Mantan Wakapolda Jawa Barat itu, dipilihnya Partai Golkar sebagai pelabuhan baru untuk bertarung di dunia politik. Karena dirinya meyakini partai pimpinan Airlangga itu merupakan partai yang moderat.
"Satu partai moderat yang akan membentuk masyarakat adil dan makmur dan masyarakat yang benar-benar nyaman dalam kehidupannya," ucap dia.
"Itulah yang membuat kami, mendorong kami, kami lihat memang salah satu partai juga yang soft, salah satu partai yang sangat bisa dilihat oleh masyarakat itu yang mengundang kami untuk memilih Golkar," terangnya.
Kini, Yovianes kini mengaku siap menjalankan visi misi partai berlambang pohon beringin tersebut.
"Kami lihat yang pada akhirnya dengan mengucap bismillah saya pilih Golkar sebagai bagaimana saya berpolitik nanti kedepan, bagaimana memajukan partai, dan bagaimana supaya visi misi daripada Golkar itu bisa tercapai," ucapnya.
Lebih jauh, Yovianes mengungkapkan alasan yang khusus mau terjun ke politik.
Pasalnya, dia menilai bahwa mengalamannya sebagai anggota Polri melihat langsung proses politik yang terjadi di Tanah Air.
Maka, berbekal pengalaman menjabat sejumlah jabatan strategis itu, dia ingin menciptakan politik yang baik dan benar untuk memperjuangkan rakyat.
"Setelah saya pensiun, saya berpikir dan belajar dan kemudian mencoba untuk menikmati, mencoba bagaimana terjun di dunia politik jauh hari sebelumnya tapi belum saya utarakan, belum saya sampaikan," bebernya.
"Saat-saat inilah saya kebetulan banyak bicara dengan Pak Iswara, dikasih pandangan, baru saya memutuskan memilih salah satu partai, yang sebelumnya partai-partai lain juga banyak yang baik, tapi menurut kami inilah partai terbaik," jelasnya.
Yovianes pun menepis jika keputusannya bergabung dengan Golkar atas bujukan dari internal partai.
"Saya rasa saya bukan orang yg gampang dipengaruhi," tukasnya.
Sebagai informasi, Irjen Pol. (Purn.) Yovianes Mahar adalah mantan Kepala Kepolisian Daerah (Kapolda) Bengkulu.
Irjen Yovi tercatat menjabat sebagai Kapolda Bengkulu sejak Oktober 2016 hingga April 2017.
Adapun jabatan terakhir jenderal bintang dua ini adalah Sahlijimen Kapolri.
Selain itu, Irjen Yovi juga pernah menjabat sebagai Kapolda Kepulauan Bangka Belitung (Babel).
Irjen Yovianes Mahar lahir di Jakarta pada tanggal 19 November 1959. Purnawirawan perwira tinggi (pati) adalah lulusan Akademi Kepolisian (Akpol) tahun 1984.
Karier Irjen Yovi telah malang melintang di dalam kepolisian tanah air.

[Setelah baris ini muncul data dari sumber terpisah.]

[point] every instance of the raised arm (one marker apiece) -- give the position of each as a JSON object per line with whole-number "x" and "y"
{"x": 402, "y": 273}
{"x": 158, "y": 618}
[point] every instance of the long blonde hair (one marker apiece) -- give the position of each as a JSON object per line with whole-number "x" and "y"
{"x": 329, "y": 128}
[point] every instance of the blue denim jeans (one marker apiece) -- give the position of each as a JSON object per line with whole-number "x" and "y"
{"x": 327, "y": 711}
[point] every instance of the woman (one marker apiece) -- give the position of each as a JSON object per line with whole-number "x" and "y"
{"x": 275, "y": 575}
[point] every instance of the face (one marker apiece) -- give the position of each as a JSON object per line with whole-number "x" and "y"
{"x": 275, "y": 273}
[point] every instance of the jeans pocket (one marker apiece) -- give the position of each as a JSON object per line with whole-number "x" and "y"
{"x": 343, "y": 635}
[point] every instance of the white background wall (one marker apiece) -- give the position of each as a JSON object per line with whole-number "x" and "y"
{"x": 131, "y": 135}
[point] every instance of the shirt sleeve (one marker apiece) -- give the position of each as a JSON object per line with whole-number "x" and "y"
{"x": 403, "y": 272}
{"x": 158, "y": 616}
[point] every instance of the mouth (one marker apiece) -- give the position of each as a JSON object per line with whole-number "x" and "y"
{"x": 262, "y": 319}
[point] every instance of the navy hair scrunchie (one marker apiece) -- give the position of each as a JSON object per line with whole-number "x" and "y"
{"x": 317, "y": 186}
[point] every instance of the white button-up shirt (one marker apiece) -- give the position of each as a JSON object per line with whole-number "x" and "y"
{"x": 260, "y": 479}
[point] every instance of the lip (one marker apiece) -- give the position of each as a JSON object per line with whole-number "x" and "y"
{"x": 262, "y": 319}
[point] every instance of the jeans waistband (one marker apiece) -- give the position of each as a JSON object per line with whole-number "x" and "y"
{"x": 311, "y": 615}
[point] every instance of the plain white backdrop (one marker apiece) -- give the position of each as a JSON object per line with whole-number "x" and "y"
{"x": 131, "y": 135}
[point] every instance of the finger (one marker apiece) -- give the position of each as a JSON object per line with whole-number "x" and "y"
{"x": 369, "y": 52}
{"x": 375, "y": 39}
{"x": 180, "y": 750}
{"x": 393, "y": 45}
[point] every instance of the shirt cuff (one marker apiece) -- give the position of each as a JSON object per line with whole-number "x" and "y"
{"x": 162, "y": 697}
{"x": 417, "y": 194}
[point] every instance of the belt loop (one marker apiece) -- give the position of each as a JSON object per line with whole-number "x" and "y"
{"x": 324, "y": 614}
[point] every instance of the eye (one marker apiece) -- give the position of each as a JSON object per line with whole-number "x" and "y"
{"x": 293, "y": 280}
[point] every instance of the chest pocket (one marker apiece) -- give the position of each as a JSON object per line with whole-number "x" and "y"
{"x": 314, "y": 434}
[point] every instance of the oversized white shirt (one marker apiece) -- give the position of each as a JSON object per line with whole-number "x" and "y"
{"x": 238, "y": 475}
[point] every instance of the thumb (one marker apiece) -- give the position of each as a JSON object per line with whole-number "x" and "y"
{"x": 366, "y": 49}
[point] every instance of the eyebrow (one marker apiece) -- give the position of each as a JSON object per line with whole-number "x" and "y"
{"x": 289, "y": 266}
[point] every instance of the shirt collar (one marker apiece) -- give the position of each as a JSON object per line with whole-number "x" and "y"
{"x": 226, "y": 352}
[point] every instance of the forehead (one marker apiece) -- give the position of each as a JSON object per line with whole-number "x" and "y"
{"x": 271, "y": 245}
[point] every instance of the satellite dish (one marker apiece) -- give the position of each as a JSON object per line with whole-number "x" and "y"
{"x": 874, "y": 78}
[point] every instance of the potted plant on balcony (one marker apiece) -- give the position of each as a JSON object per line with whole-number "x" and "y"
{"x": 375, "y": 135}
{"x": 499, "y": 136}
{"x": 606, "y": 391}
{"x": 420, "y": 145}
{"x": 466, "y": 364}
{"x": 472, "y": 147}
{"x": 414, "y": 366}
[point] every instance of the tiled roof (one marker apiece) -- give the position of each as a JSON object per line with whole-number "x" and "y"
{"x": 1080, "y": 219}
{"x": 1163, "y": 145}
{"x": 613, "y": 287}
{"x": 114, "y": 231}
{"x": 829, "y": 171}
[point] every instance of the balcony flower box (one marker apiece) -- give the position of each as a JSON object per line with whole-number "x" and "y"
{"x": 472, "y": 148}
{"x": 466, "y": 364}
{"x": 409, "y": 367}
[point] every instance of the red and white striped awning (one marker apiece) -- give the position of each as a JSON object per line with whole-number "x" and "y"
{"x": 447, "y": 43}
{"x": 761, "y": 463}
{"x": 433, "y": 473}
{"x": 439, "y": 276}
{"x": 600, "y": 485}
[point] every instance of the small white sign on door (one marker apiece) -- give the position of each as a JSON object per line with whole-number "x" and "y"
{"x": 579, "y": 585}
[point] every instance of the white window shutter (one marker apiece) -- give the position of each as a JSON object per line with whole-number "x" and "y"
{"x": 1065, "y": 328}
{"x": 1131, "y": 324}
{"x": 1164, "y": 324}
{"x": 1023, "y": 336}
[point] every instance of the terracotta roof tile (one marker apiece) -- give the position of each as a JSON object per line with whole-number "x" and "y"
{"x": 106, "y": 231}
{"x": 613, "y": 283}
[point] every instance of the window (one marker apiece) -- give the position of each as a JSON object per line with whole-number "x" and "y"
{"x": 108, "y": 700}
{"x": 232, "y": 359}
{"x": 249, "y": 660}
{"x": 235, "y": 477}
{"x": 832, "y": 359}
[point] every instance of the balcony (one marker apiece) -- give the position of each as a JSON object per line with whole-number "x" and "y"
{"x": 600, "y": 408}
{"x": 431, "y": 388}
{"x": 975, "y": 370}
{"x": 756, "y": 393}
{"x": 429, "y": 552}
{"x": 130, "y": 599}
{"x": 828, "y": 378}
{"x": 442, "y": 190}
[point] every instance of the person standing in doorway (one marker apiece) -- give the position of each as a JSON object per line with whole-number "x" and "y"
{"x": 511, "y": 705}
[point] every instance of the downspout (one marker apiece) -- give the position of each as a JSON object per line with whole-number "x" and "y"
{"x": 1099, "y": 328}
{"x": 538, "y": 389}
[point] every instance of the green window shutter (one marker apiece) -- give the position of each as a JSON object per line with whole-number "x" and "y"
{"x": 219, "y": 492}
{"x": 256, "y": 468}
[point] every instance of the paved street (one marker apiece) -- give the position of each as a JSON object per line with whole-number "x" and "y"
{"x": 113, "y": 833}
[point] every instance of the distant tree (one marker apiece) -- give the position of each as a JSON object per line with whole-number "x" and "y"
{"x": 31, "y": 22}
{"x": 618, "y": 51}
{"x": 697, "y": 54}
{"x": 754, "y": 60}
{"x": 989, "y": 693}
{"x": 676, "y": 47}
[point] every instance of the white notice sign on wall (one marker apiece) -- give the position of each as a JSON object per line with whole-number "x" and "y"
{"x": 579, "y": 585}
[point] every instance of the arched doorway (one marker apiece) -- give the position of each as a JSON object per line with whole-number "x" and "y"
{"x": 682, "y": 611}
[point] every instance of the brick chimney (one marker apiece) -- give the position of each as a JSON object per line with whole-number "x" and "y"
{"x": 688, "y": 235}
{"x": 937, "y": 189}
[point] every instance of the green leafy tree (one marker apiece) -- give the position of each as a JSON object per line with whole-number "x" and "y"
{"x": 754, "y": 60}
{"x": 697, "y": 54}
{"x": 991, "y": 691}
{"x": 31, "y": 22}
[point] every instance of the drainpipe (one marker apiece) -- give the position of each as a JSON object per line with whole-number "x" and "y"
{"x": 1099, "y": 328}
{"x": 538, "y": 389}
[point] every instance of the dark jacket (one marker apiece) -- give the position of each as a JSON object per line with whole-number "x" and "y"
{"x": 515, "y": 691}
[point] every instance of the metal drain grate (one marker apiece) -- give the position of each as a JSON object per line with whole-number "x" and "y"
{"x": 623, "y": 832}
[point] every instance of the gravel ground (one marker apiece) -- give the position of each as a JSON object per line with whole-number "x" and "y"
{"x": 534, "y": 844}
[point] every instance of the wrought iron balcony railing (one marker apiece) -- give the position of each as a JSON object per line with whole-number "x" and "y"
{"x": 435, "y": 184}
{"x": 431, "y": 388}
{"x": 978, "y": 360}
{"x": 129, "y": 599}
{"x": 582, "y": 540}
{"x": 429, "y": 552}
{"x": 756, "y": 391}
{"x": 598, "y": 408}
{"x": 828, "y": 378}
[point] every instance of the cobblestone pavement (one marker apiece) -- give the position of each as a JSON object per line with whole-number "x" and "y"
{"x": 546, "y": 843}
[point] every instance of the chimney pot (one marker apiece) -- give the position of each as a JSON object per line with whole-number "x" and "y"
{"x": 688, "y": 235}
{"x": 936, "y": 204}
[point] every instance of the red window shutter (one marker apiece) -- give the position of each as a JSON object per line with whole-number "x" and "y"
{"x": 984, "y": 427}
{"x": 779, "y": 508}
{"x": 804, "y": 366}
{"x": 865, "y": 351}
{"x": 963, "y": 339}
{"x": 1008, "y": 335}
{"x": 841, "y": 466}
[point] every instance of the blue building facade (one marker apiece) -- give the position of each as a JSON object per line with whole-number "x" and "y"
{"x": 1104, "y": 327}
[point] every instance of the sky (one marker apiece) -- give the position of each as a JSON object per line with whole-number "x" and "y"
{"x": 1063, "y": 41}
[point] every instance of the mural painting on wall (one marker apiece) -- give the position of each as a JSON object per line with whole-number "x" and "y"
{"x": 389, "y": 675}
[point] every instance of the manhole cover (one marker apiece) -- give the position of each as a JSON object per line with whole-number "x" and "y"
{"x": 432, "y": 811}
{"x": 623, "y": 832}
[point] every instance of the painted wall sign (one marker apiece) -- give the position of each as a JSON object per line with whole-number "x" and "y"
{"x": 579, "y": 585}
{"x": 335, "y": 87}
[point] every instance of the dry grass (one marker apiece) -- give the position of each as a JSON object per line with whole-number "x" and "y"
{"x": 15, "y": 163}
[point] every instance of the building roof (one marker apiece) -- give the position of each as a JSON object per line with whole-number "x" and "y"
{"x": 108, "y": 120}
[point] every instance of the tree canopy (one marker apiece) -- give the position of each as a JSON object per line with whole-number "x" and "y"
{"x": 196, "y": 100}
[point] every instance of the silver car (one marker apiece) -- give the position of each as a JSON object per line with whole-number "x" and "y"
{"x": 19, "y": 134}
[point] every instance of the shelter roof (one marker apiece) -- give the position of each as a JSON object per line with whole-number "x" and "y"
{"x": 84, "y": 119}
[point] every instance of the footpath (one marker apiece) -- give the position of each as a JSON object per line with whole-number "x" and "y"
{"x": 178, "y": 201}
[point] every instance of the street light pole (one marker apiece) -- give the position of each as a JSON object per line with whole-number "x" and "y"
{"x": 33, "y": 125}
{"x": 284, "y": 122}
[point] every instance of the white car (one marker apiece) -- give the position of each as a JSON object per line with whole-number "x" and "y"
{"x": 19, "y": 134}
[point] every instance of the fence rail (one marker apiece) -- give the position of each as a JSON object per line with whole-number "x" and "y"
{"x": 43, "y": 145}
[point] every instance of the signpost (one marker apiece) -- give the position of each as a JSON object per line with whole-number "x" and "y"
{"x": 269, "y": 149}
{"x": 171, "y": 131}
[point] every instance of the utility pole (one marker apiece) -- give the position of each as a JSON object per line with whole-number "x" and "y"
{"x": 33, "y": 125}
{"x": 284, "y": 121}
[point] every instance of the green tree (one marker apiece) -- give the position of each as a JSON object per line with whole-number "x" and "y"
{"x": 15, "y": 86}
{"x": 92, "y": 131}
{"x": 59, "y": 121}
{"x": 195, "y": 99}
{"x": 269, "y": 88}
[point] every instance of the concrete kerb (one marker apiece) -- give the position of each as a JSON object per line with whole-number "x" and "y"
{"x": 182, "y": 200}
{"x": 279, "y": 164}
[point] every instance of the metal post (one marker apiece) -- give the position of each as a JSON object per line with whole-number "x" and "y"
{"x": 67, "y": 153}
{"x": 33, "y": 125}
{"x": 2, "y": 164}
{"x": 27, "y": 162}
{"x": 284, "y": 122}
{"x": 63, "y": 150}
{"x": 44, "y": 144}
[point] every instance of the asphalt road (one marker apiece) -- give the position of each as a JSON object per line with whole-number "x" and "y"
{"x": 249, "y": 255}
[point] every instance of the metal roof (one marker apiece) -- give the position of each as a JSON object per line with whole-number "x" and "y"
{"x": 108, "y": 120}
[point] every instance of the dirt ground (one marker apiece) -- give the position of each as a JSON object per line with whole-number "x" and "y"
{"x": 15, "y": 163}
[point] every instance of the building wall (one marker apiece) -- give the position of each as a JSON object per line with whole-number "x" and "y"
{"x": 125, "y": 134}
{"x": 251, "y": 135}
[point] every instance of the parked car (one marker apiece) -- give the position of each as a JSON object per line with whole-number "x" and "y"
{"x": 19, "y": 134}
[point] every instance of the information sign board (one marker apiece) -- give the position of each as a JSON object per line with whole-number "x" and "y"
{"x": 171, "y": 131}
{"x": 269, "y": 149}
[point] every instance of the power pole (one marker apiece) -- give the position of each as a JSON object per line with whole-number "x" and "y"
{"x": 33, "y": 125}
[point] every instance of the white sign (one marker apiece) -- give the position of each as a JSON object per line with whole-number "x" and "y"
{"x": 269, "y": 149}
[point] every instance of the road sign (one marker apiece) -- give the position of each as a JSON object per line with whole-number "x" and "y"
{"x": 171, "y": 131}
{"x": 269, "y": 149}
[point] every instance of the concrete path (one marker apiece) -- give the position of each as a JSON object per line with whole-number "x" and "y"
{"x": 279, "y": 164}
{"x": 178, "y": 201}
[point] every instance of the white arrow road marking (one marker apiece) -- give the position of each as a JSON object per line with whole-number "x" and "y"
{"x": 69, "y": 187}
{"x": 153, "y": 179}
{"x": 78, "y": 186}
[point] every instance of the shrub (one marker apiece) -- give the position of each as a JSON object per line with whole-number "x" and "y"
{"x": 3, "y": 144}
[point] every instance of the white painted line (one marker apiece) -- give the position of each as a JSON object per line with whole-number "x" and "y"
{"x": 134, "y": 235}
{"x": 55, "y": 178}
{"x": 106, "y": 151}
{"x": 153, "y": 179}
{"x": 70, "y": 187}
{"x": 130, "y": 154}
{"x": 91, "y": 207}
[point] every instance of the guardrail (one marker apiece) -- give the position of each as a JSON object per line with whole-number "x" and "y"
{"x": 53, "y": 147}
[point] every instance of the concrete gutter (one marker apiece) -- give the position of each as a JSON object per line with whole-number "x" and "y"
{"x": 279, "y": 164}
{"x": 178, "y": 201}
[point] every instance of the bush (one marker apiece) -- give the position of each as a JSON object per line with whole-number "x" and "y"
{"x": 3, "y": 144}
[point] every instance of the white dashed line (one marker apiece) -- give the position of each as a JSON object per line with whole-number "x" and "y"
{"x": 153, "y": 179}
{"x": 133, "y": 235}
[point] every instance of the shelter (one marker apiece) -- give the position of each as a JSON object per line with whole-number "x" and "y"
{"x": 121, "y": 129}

Berbagai jabatan strategis di Korps Bhayangkara sudah pernah ia emban.
Ia tercatat pernah menjabat sebagai Kapolres Pacitan (2000), Kapolres Ngawi (2001), Kapolres Mojokerto (2003), dan Wakapolrestabes Denpasar (2005).
Yovianes Mahar juga sempat menduduki posisi sebagai Kaden 88/Antiteror Polda Bali (2006), Kapolrestabes Denpasar (2007), Dirreskrim Polda D.Y. (2008), Kasubdit V Dit I/Kamtrannas Bareskrim Polri, dan Dir III/ Kor dan WCC Bareskrim Polri (2009).
Baca juga: Mantan Kadensus 88 Anti Teror Gabung Partai Golkar, Ace Hasan: Siap Nyaleg di 2024
Pada tahun 2010, Irjen Yovi diangkat menjadi Wakapolda Jawa Barat. Kemudian pada tahun 2011 ia didapuk menjadi Irwil II Itwasum Polri.
Lalu, pada tahun 2016 Yovi diangkat menjadi Kapolda Kep. Babel. Pada tahun yang sama, ia dimutasi menjadi Kapolda Bengkulu. Ketika memasuki masa pensiunnya, Irjen Yovianes Mahar dimutasi menjadi Sahlijemen Kapolri.
Irjen Yovianes Mahar mempunyai rekam jejak yang panjang saat masih berdinas sebagai anggota Polri.
Putra Minang ini sudah pernah menangani sejumlah kasus besar di tanah air.
Ia pernah menjadi ketua tim penyidik di dalam Bareskrim Polri saat menahan Ketua Komisi Pemberantasan Korupsi (KPK) kala itu Bibit Samad Rianto dan Chandra Hamzah. Adapun dalam kasus itu Bibit dan Chandra diduga melakukan penyalahgunaan wewenang.